Alzheimer´s disease (AD) is characterized by a progressive cognitive decline that correlates with the levels of amyloid
β-peptide (Aβ) oligomers. Strong evidences connect changes of oligodendrocyte function with the onset of
neurodegeneration in AD. However, the mechanisms controlling oligodendrocyte responses to Aβ are still elusive.
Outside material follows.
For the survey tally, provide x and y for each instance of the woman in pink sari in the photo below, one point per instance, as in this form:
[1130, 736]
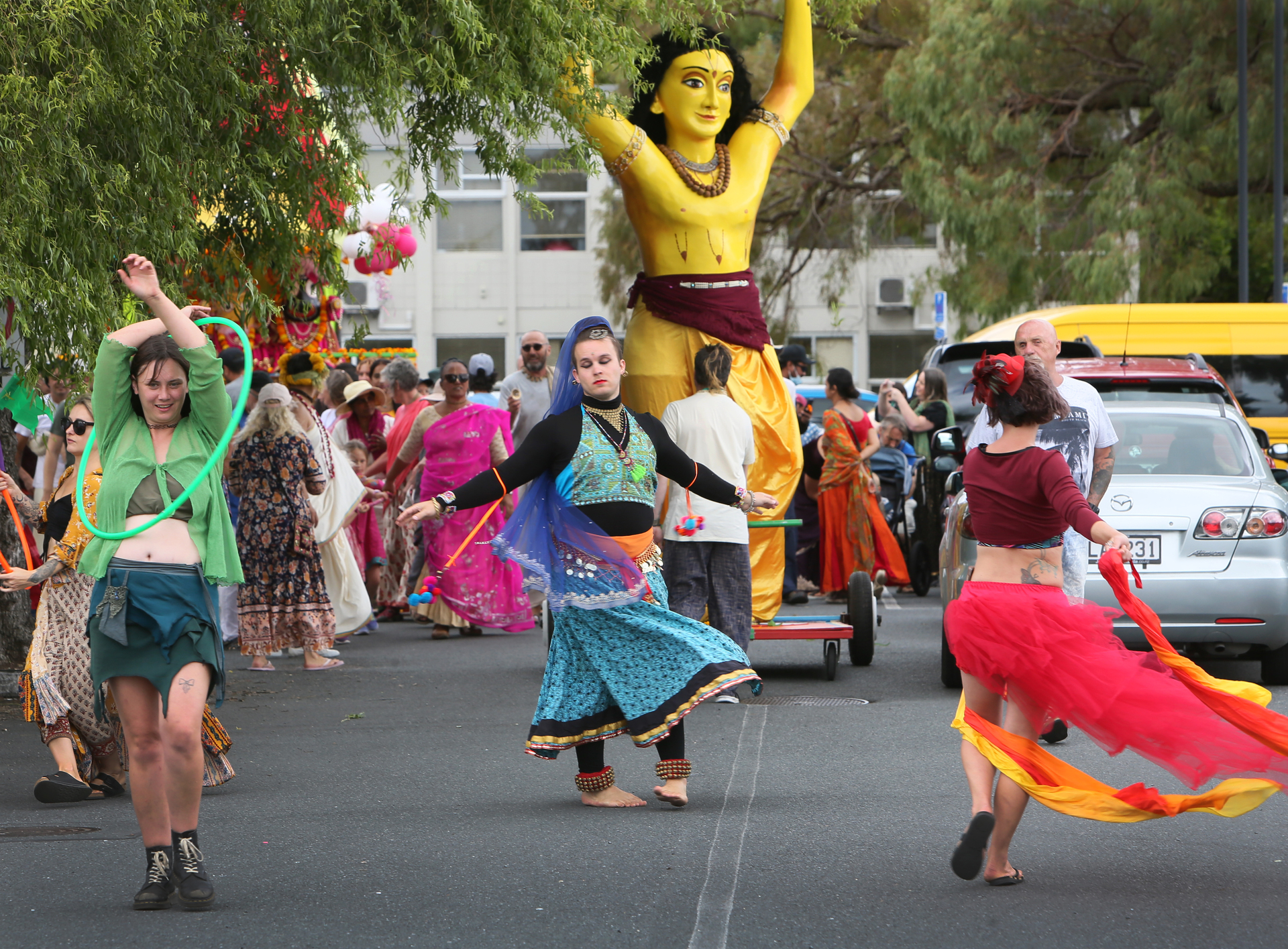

Here, we tested the role of Aβ in oligodendrocyte differentiation, maturation, and survival in isolated oligodendrocytes
and in organotypic cerebellar slices. We found that Aβ peptides specifically induced local translation of 18.5-kDa
myelin basic protein (MBP) isoform in distal cell processes concomitant with an increase of process complexity of MBPexpressing
oligodendrocytes. Aβ oligomers required integrin β1 receptor, Src-family kinase Fyn and Ca2+/CaMKII as
effectors to modulate MBP protein expression. The pharmacological inhibition of Fyn kinase also attenuated
oligodendrocyte differentiation and survival induced by Aβ oligomers. Similarly, using ex vivo organotypic cerebellar
slices Aβ promoted MBP upregulation through Fyn kinase, and modulated oligodendrocyte population dynamics by
inducing cell proliferation and differentiation. Importantly, application of Aβ to cerebellar organotypic slices enhanced
remyelination and oligodendrocyte lineage recovery in lysolecithin (LPC)-induced demyelination. These data reveal an
important role of Aβ in oligodendrocyte lineage function and maturation, which may be relevant to AD pathogenesis.